What the fixed-rate mortgage maturity curve looks like

John Kavanagh

The peak of fixed-rate home loan maturities will be in the December half of this year but a large volume of maturities will continue into 2025.
 
To date, there has been little evidence of mortgage delinquency induced by rising interest rates but all eyes are on the “fixed-rate cliff”, when borrowers who got cheap fixed-rate loans in 2020 and 2021 convert to more expensive variable-rate loans.
 
Macquarie Securities calculated the fixed-rate loan maturities of the major banks over the next few years and found most of the impact will be felt this year.
 
According to Macquarie, A$89 billion of fixed-rate loans matured during the six months to December last year.

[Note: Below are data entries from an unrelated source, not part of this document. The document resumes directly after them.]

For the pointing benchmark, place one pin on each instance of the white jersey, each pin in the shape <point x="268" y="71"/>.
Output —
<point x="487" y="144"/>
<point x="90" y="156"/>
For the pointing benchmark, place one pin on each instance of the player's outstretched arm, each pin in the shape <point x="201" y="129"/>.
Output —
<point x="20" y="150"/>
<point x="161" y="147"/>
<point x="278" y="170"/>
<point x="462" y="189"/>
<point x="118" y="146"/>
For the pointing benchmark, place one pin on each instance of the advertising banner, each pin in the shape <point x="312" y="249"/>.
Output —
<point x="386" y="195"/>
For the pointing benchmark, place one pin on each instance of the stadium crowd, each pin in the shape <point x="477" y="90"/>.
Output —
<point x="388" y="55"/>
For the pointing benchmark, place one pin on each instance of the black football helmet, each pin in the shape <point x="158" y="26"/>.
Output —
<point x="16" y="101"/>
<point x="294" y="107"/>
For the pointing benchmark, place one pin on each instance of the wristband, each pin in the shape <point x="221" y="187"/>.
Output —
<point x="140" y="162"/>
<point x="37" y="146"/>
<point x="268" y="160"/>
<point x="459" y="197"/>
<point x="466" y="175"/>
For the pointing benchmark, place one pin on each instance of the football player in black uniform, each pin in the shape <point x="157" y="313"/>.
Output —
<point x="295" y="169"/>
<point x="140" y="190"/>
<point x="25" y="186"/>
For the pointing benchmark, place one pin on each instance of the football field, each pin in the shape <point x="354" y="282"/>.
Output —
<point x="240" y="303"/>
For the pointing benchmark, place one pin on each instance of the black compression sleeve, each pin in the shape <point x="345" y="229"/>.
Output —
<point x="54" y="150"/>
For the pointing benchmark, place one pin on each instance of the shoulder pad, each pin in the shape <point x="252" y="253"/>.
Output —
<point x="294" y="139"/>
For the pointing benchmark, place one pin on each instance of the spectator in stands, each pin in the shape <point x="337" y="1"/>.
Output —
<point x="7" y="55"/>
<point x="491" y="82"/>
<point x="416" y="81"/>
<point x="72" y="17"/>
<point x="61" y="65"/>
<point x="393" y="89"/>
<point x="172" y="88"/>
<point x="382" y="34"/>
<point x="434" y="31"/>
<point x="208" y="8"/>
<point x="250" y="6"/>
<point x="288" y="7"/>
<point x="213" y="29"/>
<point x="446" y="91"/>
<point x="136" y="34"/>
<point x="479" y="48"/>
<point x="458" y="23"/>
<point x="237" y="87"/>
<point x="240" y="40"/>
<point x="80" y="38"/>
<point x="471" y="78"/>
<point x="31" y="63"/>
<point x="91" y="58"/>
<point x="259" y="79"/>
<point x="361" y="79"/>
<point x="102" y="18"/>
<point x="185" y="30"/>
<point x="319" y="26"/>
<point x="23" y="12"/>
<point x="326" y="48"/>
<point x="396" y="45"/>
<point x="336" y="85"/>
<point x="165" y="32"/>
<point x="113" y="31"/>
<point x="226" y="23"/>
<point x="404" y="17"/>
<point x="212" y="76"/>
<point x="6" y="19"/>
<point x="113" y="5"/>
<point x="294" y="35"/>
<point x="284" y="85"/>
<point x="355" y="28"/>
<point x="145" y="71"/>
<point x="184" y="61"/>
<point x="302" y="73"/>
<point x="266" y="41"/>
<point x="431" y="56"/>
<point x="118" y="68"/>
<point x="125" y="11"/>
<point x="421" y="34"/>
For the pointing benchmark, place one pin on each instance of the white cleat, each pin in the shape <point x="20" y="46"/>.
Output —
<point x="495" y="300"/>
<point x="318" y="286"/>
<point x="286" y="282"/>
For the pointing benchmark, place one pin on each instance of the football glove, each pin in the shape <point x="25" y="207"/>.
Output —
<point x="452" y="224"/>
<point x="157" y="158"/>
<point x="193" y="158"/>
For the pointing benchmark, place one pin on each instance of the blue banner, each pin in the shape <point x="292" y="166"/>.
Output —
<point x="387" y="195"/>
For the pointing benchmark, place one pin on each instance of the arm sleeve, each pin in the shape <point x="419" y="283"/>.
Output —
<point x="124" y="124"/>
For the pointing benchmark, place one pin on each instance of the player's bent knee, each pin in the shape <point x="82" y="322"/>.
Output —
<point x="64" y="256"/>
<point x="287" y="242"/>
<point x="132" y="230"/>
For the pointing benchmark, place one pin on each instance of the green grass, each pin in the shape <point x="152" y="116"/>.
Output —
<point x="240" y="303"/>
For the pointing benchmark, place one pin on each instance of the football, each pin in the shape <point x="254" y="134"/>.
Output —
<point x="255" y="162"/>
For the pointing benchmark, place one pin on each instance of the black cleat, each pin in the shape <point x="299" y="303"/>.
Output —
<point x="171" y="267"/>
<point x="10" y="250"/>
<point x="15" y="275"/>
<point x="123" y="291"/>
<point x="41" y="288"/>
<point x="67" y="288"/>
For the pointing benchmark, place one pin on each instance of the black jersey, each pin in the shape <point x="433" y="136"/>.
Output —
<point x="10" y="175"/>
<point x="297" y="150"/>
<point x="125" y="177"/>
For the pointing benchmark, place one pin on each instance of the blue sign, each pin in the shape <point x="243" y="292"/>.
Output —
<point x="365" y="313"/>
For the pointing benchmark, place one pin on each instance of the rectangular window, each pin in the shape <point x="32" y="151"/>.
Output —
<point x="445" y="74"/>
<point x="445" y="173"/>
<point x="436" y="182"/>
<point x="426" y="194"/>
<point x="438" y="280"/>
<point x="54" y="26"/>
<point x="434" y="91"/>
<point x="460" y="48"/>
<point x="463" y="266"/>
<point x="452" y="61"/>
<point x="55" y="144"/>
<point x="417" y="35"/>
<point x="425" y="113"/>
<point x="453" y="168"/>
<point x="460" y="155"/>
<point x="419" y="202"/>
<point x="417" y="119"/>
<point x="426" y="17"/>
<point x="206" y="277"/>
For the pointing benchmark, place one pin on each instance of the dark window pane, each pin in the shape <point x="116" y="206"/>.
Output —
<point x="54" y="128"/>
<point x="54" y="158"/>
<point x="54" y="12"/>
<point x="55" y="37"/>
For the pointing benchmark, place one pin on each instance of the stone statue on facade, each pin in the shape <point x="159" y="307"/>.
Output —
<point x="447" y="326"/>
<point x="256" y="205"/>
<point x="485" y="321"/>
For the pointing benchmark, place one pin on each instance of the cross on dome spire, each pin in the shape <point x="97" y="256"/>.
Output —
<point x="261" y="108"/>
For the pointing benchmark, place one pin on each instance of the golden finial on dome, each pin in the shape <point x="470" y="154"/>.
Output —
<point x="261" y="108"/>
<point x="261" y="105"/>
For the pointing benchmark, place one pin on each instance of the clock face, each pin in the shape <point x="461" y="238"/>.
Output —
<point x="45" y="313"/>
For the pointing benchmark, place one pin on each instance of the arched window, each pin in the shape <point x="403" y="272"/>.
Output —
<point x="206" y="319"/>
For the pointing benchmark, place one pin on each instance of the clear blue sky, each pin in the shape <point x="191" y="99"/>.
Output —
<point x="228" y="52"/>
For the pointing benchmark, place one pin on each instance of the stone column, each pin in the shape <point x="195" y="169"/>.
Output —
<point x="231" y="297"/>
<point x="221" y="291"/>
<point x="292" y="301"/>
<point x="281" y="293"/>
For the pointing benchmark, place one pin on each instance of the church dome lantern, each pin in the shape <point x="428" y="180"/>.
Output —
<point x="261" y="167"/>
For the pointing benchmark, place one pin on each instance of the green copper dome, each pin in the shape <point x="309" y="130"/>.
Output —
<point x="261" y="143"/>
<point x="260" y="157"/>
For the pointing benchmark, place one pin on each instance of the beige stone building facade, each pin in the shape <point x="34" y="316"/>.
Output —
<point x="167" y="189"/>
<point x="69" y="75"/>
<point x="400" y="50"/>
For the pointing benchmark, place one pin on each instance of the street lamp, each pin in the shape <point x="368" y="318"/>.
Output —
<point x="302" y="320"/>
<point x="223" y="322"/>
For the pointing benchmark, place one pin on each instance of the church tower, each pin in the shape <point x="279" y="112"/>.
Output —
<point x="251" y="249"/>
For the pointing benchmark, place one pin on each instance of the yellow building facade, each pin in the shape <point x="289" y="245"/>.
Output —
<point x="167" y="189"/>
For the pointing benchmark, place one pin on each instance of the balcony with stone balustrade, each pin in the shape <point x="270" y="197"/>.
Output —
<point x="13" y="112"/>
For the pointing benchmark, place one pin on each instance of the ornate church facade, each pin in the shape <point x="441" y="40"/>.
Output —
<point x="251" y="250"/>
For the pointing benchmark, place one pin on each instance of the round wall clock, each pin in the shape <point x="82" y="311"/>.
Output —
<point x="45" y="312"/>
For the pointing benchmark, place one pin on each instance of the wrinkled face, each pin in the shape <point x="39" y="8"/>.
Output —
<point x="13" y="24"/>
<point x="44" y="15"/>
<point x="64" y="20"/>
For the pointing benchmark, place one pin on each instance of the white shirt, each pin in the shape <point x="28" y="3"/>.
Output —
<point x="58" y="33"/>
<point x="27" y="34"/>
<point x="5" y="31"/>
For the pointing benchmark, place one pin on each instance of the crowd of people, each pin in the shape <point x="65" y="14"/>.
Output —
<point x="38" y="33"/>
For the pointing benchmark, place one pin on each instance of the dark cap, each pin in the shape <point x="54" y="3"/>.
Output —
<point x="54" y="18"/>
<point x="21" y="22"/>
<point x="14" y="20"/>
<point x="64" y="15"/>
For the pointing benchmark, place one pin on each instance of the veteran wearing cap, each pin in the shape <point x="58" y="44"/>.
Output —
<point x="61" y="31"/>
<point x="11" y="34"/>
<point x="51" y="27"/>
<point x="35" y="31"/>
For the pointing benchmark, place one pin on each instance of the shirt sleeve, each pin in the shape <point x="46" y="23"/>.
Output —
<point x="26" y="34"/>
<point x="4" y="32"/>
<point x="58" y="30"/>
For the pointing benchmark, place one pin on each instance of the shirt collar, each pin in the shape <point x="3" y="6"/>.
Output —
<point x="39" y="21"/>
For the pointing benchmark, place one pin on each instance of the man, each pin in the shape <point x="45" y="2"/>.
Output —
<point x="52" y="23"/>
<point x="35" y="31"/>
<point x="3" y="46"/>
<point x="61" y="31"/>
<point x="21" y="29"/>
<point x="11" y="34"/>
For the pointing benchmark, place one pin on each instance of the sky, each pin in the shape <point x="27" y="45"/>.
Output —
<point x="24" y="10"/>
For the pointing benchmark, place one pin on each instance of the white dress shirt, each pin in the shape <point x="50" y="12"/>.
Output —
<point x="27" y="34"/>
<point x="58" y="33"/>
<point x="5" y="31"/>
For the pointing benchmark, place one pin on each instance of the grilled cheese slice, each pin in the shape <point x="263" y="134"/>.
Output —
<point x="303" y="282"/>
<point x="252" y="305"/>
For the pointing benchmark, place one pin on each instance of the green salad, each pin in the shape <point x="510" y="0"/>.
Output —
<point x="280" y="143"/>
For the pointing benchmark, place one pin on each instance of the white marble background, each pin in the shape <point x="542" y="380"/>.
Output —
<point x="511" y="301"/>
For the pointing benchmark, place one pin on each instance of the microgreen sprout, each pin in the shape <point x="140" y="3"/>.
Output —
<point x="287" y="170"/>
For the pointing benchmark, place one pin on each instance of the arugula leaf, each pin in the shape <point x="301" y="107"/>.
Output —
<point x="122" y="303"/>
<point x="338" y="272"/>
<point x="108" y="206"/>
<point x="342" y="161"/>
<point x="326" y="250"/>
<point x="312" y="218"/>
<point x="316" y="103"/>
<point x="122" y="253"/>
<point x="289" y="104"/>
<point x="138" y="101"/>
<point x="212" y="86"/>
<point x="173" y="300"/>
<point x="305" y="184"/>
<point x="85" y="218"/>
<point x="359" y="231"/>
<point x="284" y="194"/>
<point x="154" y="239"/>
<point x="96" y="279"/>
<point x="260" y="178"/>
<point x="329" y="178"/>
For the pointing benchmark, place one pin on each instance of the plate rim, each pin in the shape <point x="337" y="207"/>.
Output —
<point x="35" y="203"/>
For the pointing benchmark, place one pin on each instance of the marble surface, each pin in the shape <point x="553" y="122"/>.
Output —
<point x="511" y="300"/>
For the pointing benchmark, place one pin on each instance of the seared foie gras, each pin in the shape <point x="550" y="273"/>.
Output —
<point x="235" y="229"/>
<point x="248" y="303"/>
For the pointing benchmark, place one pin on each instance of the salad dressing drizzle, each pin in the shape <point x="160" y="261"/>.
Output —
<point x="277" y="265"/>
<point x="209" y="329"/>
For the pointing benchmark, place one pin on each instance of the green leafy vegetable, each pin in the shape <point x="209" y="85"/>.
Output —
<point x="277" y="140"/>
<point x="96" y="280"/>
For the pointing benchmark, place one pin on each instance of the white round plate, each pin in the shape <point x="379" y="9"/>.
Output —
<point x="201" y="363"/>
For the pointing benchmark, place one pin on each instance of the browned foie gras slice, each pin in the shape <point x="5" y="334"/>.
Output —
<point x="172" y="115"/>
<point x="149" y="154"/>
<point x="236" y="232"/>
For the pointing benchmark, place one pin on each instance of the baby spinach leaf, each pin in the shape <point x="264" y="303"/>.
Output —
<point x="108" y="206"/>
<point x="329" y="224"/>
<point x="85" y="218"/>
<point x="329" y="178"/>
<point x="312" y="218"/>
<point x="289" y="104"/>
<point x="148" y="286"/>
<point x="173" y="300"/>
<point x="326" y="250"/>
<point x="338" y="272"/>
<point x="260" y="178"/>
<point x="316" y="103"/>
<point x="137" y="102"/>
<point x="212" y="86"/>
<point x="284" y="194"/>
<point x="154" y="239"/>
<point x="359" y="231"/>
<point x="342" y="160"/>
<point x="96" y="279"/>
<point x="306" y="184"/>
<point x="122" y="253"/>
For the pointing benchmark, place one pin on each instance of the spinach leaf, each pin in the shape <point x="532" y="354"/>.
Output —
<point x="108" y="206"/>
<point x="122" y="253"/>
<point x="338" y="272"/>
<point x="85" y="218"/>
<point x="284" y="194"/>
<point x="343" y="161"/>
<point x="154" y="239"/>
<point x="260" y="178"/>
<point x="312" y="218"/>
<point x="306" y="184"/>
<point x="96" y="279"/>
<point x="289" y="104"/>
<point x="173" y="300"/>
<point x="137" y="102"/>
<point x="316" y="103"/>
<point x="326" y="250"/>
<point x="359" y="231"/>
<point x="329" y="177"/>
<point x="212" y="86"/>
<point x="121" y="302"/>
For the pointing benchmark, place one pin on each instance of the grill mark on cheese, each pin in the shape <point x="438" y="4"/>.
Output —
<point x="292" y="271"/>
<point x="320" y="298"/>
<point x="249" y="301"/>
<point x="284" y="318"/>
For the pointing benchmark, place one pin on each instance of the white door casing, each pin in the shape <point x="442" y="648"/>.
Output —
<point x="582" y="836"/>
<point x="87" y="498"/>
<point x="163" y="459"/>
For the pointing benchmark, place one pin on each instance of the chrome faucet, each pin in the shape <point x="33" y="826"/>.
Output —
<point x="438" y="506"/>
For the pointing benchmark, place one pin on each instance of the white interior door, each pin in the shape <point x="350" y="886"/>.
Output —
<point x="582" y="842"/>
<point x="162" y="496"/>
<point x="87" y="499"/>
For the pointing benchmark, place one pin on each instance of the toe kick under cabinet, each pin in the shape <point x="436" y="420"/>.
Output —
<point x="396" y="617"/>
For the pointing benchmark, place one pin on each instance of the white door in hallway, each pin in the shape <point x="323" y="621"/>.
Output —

Maturities will rise to $131 billion in the June half this year and $144 billion in the December half.
 
During that peak period, $51 billion of Commonwealth Bank fixed-rate loans will mature, $45 billion of Westpac loans, $27 billion of NAB loans and $21 billion of ANZ loans.
 
The volume of maturities will taper off in 2024, with Macquarie calculating that maturities will be $91 billion in the first half of the year and $66 billion in the December half.
 
Expectations are that interest rates will start to come down later this year or early next year, so the impact of rolling over from a fixed-rate to a variable-rate loan will not be so marked.
 
Maturities will be down to $55 billion in the first half of 2025.